Configuration Inheritance

UPT and AB-UPT models support automatic configuration injection from parent to submodules for shared parameters. This feature helps reduce verbosity and maintain consistency across complex model architectures.

How It Works

When you define certain parameters at the top level of a configuration, they automatically propagate down to nested submodules unless explicitly overridden in the submodule configuration. This inheritance works recursively across multiple levels of nesting.

Inherited parameters:

  • UPT models: hidden_dim, num_heads, mlp_expansion_factor

  • AB-UPT models: hidden_dim

The inheritance mechanism uses Pydantic’s validation system and the InjectSharedFieldFromParentMixin to detect and propagate these shared fields before model instantiation.

Benefits

  • Reduced redundancy: Define shared parameters once instead of repeating them in every submodule

  • Consistency: Ensures all submodules use the same architectural parameters by default

  • Flexibility: Override inherited values in specific submodules when needed

Example - UPT Configuration

kind: tutorial.model.UPT
name: upt
hidden_dim: 192
num_heads: 3
mlp_expansion_factor: 4
approximator_depth: 12
use_rope: true

supernode_pooling_config:
  input_dim: 3
  radius: 9
  # hidden_dim: 192 (inherited from parent)
  # num_heads: 3 (inherited from parent)
  # mlp_expansion_factor: 4 (inherited from parent)

approximator_config:
  use_rope: true
  # hidden_dim: 192 (inherited from parent)
  # num_heads: 3 (inherited from parent)
  # mlp_expansion_factor: 4 (inherited from parent)

decoder_config:
  depth: 12
  input_dim: 3
  perceiver_block_config:
    use_rope: true
    # hidden_dim: 192 (inherited from parent via decoder_config)
    # num_heads: 3 (inherited from parent via decoder_config)
    # mlp_expansion_factor: 4 (inherited from parent via decoder_config)

Nested Inheritance

Configuration inheritance works across multiple levels. In the example above, perceiver_block_config is nested inside decoder_config, which is nested in the top-level UPT config. The shared parameters propagate all the way down:

UPT config (hidden_dim=192)
  └── decoder_config (inherits hidden_dim=192)
        └── perceiver_block_config (inherits hidden_dim=192)

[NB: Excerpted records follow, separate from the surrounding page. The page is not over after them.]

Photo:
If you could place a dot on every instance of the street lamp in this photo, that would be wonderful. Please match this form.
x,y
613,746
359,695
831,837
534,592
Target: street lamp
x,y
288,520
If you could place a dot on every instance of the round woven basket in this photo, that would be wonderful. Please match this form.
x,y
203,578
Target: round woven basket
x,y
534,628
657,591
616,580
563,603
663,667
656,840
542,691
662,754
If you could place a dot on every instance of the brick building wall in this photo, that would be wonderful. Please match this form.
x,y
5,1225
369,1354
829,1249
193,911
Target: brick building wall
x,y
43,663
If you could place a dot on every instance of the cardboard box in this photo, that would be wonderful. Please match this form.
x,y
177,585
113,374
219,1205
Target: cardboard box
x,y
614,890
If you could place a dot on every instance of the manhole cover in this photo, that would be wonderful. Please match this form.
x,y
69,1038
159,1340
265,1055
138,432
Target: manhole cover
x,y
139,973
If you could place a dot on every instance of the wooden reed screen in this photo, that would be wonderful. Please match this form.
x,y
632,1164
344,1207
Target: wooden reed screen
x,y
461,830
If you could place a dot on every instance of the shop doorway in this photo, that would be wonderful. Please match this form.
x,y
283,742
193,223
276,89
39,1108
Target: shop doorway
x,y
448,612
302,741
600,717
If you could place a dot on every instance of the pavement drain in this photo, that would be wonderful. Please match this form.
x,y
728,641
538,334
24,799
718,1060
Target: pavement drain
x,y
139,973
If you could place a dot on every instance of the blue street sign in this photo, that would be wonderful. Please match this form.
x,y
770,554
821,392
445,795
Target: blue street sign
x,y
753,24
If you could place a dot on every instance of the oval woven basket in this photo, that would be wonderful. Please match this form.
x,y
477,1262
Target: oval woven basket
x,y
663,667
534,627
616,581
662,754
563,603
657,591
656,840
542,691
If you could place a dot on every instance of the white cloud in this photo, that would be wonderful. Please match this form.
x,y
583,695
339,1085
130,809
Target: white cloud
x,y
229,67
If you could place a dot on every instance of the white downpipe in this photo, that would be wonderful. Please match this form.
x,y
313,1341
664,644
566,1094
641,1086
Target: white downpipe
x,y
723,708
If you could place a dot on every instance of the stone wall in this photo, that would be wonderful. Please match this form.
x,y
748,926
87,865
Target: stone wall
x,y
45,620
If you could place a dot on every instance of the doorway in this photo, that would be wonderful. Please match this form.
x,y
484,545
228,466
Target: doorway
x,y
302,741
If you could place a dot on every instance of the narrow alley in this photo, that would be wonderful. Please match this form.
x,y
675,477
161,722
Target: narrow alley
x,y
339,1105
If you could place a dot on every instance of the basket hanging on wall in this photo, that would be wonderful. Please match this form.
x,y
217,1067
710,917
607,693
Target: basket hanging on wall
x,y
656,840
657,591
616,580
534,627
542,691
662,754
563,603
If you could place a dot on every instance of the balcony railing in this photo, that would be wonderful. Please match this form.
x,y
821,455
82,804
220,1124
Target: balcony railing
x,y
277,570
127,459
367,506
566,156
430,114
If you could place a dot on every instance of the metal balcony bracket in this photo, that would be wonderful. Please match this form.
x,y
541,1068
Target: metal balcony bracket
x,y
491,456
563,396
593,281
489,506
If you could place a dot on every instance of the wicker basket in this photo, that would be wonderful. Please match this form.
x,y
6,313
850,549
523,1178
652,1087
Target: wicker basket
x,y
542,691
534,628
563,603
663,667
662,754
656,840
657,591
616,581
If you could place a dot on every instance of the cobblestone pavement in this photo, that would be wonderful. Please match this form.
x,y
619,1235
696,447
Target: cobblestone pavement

Overriding Inherited Values

You can override inherited values at any level by explicitly specifying them:

kind: tutorial.model.UPT
name: upt
hidden_dim: 192
num_heads: 3
mlp_expansion_factor: 4

approximator_config:
  # hidden_dim: 192 (still inherited)
  # num_heads: 3 (still inherited)
  mlp_expansion_factor: 2 # Override: use 2 instead of inherited 4

When Inheritance Doesn’t Apply

Configuration inheritance only works for:

  • Parameters that are defined as “shared” in the model schema

  • Submodules that have matching parameter names in their schema

  • Dictionary-based configurations (if you define config with python code where submodules are instantiated with explicit parameters, inheritance won’t apply)

If a submodule doesn’t have a field matching the parent’s shared parameter, that parameter simply isn’t injected.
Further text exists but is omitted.